Similarly, Senvion’s turbine portfolio — made up of doubly-fed induction generator, three-speed geared turbines — is "well established at this point". Rival manufacturers have their own technology.
However, the manufacturer’s O&M contracts for wind farms, and the opportunity that it offers to SGRE to run its data analytics tools over a rival’s turbines is especially promising.
"I certainly wouldn’t see them analysing the Senvion fleet and coming up with a whole raft of product improvements — like they would do from analysing their own turbines," Totaro explained.
"However, I would expect them to identify the underperforming Senvion assets and make a case for early repowering, and then repower them with their own turbines."
"SGRE is not just buying scale, they are also buying relationships with that developer.
"If it leads to a repowering, they have secured that by doing this transaction," he added.
Offshore and abroad
SGRE and Senvion’s negotiations focus on onshore assets, and so exclude Senvion’s installed base offshore — about 1.2GW, according to Windpower Intelligence, the research and data division of Windpower Monthly.
Totaro suggested that some project owners could take control of Senvion services personnel and technology for specific wind farms, as was the case with Bard Engineering.
Offshore Wind Solutions took over Bard’s premises and ships, around 300 employees and other resources when the engineering company went out of business in 2014.
Negotiations are also focussed on "selected" Senvion assets in Europe, and so exclude about 3.1GW of unfulfilled international orders in other markets, Totaro added.

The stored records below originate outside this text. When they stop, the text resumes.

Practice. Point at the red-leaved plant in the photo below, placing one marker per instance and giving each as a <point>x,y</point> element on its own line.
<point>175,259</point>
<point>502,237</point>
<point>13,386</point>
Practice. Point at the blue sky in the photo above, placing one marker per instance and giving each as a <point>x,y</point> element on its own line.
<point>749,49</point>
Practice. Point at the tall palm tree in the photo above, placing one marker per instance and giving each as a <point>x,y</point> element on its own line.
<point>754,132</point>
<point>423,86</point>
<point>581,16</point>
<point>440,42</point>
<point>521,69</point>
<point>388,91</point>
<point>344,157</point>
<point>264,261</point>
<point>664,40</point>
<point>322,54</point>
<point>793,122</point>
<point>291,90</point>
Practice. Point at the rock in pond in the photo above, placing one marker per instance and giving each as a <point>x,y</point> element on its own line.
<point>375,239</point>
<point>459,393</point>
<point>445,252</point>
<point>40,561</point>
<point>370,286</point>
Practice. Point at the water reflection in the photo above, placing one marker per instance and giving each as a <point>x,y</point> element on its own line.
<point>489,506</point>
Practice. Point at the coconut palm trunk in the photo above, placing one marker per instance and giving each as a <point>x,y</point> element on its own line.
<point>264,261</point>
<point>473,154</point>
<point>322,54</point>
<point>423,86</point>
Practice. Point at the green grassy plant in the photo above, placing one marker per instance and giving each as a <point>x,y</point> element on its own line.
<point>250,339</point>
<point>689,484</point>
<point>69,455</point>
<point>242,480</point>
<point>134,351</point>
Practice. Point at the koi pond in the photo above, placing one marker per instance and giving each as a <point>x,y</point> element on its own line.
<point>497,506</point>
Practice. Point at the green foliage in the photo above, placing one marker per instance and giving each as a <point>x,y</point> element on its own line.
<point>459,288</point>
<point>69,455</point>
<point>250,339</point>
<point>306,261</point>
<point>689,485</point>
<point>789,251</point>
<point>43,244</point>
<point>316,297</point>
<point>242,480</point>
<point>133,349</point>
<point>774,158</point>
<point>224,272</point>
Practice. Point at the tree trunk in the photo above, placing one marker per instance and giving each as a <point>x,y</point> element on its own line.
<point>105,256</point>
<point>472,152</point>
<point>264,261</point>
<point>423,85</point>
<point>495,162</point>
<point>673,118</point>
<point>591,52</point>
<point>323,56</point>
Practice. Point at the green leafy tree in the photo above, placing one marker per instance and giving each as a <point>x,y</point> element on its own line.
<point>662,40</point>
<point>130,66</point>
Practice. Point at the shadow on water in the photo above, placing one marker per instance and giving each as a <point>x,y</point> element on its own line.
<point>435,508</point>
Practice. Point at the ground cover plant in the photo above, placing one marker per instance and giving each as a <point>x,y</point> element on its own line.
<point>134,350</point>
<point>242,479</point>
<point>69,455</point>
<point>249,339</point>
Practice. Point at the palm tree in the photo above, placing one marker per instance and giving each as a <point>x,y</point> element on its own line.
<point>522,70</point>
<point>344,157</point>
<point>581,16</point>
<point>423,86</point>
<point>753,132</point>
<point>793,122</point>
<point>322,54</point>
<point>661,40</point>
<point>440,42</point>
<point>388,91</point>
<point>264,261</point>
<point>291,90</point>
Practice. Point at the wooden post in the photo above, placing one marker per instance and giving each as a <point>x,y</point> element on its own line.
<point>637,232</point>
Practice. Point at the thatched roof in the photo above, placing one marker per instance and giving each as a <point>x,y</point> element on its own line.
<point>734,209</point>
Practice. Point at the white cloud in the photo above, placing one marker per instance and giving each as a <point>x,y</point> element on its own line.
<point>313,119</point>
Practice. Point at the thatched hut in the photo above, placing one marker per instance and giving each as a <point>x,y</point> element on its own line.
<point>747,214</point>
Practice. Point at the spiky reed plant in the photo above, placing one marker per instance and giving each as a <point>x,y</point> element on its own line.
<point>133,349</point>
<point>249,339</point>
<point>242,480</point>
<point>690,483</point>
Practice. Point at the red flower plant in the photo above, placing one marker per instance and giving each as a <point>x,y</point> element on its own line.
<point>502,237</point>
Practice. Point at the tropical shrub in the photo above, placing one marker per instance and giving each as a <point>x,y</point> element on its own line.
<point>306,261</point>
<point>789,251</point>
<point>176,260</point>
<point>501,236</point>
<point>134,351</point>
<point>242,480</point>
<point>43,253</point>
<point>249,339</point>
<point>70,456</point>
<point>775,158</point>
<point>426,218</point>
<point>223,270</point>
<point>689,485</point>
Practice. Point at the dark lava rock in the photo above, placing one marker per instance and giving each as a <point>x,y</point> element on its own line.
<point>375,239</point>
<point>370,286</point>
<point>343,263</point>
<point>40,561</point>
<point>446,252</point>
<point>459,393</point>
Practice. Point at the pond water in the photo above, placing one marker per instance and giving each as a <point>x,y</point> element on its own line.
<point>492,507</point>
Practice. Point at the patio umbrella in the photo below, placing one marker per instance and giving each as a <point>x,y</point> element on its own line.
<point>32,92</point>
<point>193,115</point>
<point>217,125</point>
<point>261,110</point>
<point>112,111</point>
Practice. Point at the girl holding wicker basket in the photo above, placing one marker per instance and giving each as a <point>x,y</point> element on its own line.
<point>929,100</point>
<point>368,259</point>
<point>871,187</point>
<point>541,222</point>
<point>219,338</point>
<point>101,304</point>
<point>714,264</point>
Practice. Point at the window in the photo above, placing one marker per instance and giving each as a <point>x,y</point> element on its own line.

He expects for almost all projects for which components have not yet been shipped, developers will replace the German manufacturer as turbine supplier.
This offers rivals opportunities for supply contracts in markets such as Argentina, Peru and Chile.
Senvion has already untethered its Indian business, allowing it to operate as a standalone unit.
However, the manufacturer's other non-European assets are also likely to be abandoned and factories sold off after the company is carved up, however, Totaro said.
"Sales offices are essentially redundant if they’re not selling Senvion turbines any more," he added.